Clark had sat in her usual ramrod fashion for much of the process, finding it unnecessary to intervene except in the most glaring instances, knowing that Henriqson was weaving his own rope. She intervened this time. “He doesn’t understand the science,” Clark told the judge. DNA analysts in sex crime cases typically, if not necessarily, split skin cells from sperm cells.
“I understand it,” he said. Henriqson stood before the judge at the lectern in his Flagler jail orange garb, going through papers he had brought in a manila envelope with the words “Legal Papers” handwritten and underlined on the front, clutching it to his chest as he walked in. He asked the judge whether he could have his handcuffs removed. That would be up to the bailiffs, the judge told him. A quick, curt “No” came from one bailiff. Another bailiff stood guard immediately behind Henriqson, as bailiffs always do when the defendant faces charges heavier than the metal restraining him.

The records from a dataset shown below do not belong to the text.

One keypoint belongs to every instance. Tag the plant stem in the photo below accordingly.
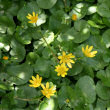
(64, 3)
(49, 47)
(18, 98)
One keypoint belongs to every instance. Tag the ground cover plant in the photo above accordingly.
(54, 54)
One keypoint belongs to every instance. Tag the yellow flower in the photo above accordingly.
(36, 82)
(5, 58)
(33, 18)
(74, 17)
(62, 70)
(87, 52)
(48, 91)
(67, 100)
(66, 59)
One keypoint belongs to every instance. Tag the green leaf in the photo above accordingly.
(48, 104)
(17, 52)
(59, 21)
(92, 9)
(103, 8)
(46, 4)
(5, 41)
(20, 74)
(104, 76)
(106, 38)
(7, 24)
(42, 67)
(29, 8)
(80, 10)
(23, 36)
(24, 92)
(66, 92)
(102, 91)
(86, 85)
(76, 69)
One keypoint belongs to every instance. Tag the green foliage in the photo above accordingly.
(33, 48)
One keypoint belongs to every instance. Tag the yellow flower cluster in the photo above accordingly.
(5, 58)
(64, 60)
(74, 17)
(47, 91)
(33, 18)
(87, 51)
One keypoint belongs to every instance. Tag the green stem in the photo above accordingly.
(64, 3)
(49, 48)
(18, 98)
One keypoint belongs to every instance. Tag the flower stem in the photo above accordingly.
(49, 48)
(18, 98)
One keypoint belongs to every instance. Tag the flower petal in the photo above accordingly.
(47, 85)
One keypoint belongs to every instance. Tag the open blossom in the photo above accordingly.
(62, 70)
(66, 59)
(33, 18)
(47, 91)
(87, 51)
(74, 17)
(36, 81)
(5, 58)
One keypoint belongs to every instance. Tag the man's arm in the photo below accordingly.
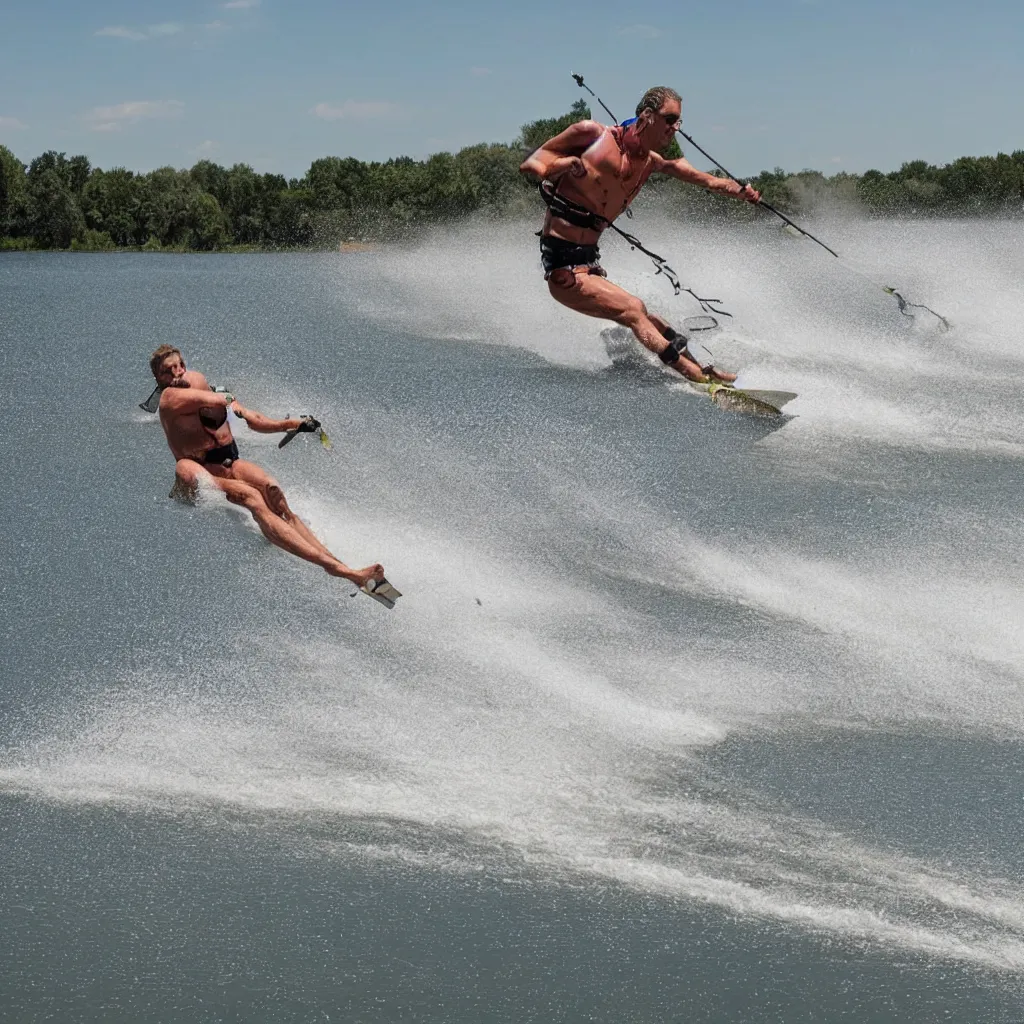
(183, 400)
(683, 170)
(561, 154)
(263, 424)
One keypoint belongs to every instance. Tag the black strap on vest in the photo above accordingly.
(580, 216)
(671, 353)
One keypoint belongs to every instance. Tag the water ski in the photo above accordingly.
(752, 401)
(625, 349)
(381, 590)
(309, 425)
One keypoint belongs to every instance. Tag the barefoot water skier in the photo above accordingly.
(590, 174)
(195, 421)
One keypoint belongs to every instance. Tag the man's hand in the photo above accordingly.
(748, 193)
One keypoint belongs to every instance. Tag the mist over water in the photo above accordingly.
(630, 616)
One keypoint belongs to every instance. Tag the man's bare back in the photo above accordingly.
(195, 422)
(597, 172)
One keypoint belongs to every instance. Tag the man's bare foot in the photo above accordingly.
(359, 577)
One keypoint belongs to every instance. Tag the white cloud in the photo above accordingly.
(122, 32)
(351, 109)
(641, 31)
(137, 35)
(112, 118)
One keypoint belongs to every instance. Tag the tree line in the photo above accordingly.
(58, 202)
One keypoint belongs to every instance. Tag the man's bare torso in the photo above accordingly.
(185, 434)
(613, 177)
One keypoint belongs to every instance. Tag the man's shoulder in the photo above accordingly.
(589, 130)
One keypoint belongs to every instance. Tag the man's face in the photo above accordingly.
(172, 372)
(668, 119)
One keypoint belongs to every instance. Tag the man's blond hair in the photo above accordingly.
(653, 98)
(157, 359)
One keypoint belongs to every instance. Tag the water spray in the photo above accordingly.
(904, 304)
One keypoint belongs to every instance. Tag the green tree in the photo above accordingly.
(207, 226)
(56, 217)
(111, 203)
(536, 133)
(13, 194)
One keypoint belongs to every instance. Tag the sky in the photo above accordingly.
(823, 84)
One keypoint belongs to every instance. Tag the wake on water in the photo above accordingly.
(544, 720)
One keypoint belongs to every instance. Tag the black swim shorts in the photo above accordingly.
(557, 253)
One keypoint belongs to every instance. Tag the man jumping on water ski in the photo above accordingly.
(594, 173)
(195, 420)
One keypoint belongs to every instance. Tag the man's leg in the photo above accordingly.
(596, 296)
(249, 472)
(278, 530)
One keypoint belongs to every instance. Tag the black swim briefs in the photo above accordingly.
(222, 456)
(557, 253)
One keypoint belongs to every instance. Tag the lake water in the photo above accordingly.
(684, 715)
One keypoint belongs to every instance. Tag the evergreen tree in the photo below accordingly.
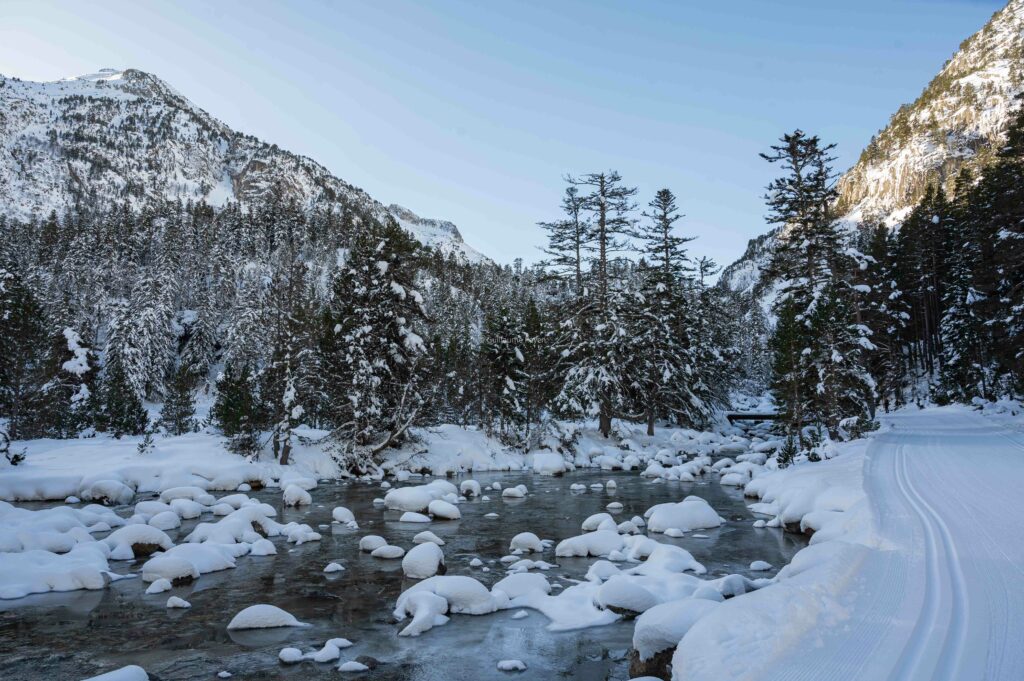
(236, 409)
(504, 363)
(121, 409)
(177, 415)
(828, 384)
(23, 355)
(569, 239)
(381, 358)
(595, 383)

The motions continued. He wanted to have a legal advisor assigned. Denied. He wanted a lawyer other than O’Neal. Denied.
A few motions did go his way, but in a more legalistic sense only: he could get a transcript of the DNA tech’s deposition, but it is not clear who will pay for it. If the public defender’s office doesn’t, then he won’t get it. He can depose the nurse who examined the victim, but it will be up to him to figure out how to get a court reporter, set up the deposition, and pay for it. He can get a transcript of the victim’s Child Protection Team interview, but again, paying for it may be an issue.
“It is somewhat wise to have the PD’s office on board, because then their office is paying for those things,” the judge told Henriqson. Henriqson won’t budge. His animus for O’Neal is such that he is willing to diminish his chances at trial by magnitudes over it. (He is upset at O’Neal for refusing to consider the illegal recording, even though O’Neal explained to him precisely what the judge did today—that it is inadmissible—and he is upset with him for not considering the “intact hymen” theory).

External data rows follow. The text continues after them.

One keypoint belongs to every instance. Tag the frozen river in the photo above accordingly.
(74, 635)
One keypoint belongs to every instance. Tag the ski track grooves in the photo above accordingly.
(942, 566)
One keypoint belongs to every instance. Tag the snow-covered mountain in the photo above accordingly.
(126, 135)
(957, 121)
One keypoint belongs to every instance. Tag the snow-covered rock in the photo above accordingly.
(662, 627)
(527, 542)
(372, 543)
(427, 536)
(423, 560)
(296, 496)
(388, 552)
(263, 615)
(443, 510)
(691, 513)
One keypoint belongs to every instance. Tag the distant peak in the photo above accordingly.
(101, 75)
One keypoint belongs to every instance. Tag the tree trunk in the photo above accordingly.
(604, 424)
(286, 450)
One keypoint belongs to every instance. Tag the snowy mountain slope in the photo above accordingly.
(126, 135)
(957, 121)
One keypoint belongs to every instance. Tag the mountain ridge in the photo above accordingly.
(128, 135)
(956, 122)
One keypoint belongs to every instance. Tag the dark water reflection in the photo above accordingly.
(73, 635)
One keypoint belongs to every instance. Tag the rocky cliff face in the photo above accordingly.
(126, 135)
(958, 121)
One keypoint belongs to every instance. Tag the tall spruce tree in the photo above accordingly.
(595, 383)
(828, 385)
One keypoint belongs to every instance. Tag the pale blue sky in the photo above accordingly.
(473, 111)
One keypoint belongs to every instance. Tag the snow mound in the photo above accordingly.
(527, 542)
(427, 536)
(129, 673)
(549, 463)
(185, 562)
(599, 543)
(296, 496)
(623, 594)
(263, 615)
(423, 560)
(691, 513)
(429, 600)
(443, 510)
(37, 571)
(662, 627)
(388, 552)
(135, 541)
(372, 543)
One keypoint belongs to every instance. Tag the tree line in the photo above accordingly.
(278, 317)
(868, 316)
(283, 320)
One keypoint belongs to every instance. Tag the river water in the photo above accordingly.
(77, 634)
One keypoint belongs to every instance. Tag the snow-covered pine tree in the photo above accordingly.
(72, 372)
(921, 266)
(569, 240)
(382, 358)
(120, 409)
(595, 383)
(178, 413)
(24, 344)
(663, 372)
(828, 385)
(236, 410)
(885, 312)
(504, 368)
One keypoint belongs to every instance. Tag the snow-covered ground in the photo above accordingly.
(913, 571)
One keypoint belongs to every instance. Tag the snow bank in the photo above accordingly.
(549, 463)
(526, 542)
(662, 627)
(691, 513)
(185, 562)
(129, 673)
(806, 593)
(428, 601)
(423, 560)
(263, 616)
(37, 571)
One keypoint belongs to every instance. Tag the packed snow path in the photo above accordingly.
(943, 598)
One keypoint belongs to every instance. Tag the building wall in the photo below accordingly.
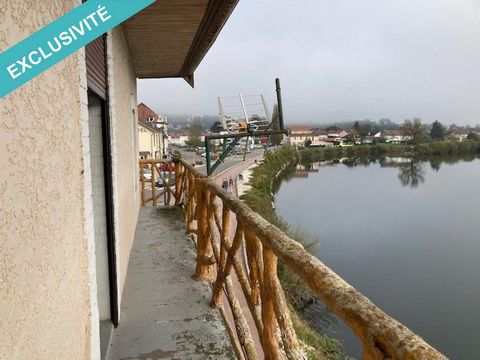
(98, 204)
(123, 105)
(150, 141)
(44, 280)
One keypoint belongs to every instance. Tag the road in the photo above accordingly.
(228, 163)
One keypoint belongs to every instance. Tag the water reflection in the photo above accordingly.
(411, 172)
(413, 253)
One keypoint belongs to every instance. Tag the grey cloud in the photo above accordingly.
(341, 60)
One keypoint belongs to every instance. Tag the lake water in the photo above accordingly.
(405, 234)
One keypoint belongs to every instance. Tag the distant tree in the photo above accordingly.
(216, 127)
(438, 131)
(278, 138)
(473, 136)
(387, 124)
(194, 133)
(332, 127)
(415, 129)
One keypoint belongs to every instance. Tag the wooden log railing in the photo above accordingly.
(214, 215)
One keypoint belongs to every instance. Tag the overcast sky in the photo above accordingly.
(340, 60)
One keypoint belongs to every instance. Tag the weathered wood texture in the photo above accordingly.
(208, 208)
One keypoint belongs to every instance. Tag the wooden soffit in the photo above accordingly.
(171, 37)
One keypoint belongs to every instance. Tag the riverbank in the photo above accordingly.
(264, 183)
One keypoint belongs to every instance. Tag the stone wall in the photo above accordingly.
(123, 112)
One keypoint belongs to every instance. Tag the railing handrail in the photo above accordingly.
(382, 336)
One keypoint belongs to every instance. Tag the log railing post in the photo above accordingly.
(154, 188)
(142, 181)
(203, 271)
(254, 262)
(178, 181)
(223, 273)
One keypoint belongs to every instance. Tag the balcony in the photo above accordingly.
(236, 307)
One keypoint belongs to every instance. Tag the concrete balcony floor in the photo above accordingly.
(164, 313)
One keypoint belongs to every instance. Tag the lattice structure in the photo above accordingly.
(239, 112)
(243, 116)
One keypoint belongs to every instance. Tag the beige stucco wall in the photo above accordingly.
(123, 105)
(44, 292)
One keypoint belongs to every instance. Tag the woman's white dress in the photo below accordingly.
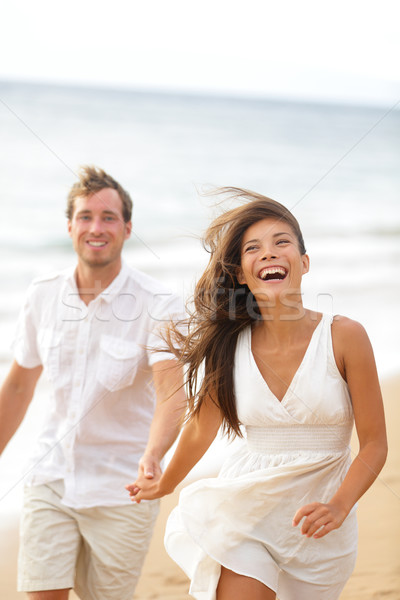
(297, 451)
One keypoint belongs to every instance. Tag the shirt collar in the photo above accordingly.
(110, 292)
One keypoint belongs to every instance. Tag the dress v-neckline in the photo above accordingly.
(293, 380)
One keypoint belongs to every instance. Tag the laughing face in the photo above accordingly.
(271, 262)
(98, 230)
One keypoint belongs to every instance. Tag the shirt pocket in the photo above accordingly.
(118, 362)
(50, 343)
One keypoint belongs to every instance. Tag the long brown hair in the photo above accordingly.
(222, 307)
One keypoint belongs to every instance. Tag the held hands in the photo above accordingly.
(147, 485)
(320, 519)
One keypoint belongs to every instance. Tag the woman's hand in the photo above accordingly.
(320, 518)
(146, 489)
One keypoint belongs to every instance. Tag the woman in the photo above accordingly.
(279, 521)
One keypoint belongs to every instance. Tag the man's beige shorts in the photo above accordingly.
(97, 551)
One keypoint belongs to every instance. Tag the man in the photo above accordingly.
(92, 330)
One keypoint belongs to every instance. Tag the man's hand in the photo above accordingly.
(320, 519)
(149, 468)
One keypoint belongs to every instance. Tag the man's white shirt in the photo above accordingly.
(98, 358)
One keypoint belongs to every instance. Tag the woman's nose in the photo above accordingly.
(96, 226)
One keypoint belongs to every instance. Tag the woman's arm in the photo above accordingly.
(195, 439)
(355, 360)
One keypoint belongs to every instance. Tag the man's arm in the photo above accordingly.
(15, 396)
(167, 420)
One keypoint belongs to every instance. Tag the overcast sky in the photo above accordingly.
(346, 50)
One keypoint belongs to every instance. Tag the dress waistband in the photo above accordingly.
(292, 438)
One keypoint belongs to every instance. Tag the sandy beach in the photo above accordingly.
(377, 573)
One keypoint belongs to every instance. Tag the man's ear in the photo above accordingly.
(128, 229)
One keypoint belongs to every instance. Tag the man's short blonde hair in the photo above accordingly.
(92, 180)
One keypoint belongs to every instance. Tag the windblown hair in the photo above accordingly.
(92, 180)
(222, 307)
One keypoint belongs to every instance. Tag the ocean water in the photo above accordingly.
(337, 167)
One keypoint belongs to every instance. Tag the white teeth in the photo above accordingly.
(97, 244)
(272, 271)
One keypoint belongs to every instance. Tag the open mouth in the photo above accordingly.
(98, 244)
(272, 274)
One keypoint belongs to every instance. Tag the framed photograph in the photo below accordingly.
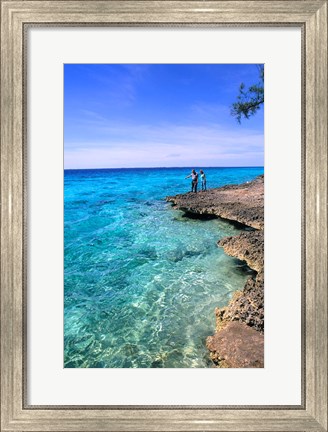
(154, 215)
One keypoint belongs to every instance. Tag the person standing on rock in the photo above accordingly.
(203, 177)
(194, 180)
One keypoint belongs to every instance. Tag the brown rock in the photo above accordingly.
(237, 346)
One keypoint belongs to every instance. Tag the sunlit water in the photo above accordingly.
(141, 280)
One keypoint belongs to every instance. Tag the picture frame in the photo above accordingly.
(311, 17)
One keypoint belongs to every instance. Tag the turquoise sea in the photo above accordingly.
(141, 279)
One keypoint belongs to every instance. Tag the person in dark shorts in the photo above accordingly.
(194, 180)
(203, 178)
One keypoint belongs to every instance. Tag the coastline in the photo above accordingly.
(238, 341)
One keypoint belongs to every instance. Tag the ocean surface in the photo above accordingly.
(141, 279)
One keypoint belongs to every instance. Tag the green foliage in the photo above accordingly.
(249, 101)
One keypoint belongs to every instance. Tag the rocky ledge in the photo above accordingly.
(239, 338)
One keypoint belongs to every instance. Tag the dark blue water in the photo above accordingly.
(141, 280)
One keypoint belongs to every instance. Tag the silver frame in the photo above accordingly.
(16, 17)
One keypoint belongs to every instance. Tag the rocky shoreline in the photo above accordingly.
(239, 338)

The judge told Henriqson he can introduce the illegal recording for appellate purposes—the judge won’t allow it at trial—but by doing so, he risks exposing his friend, who recorded it, to a third-degree felony charge for secretly recording the victim.
With almost every motion, Nichols asked him: Do you really want to keep doing this? He did. He does.

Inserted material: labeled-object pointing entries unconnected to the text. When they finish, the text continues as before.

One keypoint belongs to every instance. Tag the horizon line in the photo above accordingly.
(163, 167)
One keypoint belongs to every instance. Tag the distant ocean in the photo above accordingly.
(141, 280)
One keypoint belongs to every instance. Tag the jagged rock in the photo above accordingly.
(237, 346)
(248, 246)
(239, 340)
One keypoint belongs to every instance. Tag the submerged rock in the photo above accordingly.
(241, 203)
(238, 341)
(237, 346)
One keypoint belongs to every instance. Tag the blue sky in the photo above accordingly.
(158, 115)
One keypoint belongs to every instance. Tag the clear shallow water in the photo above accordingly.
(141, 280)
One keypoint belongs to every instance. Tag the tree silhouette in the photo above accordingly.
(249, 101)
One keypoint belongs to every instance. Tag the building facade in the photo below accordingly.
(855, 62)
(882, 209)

Just in case, O’Neal sat behind him as his “standby attorney.” The two never spoke. Henriqson hardly looked O’Neal’s way, though in fairness bailiffs forbid defendants from looking anywhere but forward so they don’t signal to or intimidate anyone in the gallery. As it was, no one had turned up in support of Henriqson.
He has been on his own in every way but for the judge’s patience, and her repeated questions about his intention to keep representing himself.
“That’s why I was asking those questions, because I have lawyers, four and five year lawyers who’ve been practicing and have three years of law school under their belt that don’t understand” the rules of evidence, the judge told him. “It takes years of practice to understand the rules of evidence.” She complimented his thoroughness and research, but cautioned him that Clark runs rings around even inexperienced lawyers.
He did not change his mind.
Maybe it is because his previous convictions for felonies in state and federal court give him the impression that he knows court now. But those were relatively minor felonies—theft of Louis Vuitton merchandise in the federal case, pot sale in the state case (here in Flagler County in 2011).
The rest of his life wasn’t on the line then. His crimes were almost victimless. He hadn’t shattered a young life, a life that might be shattered again when the alleged victim has to confront him as a witness and withstand his cross-examination. But that, it is clear, is what Henriqson wants.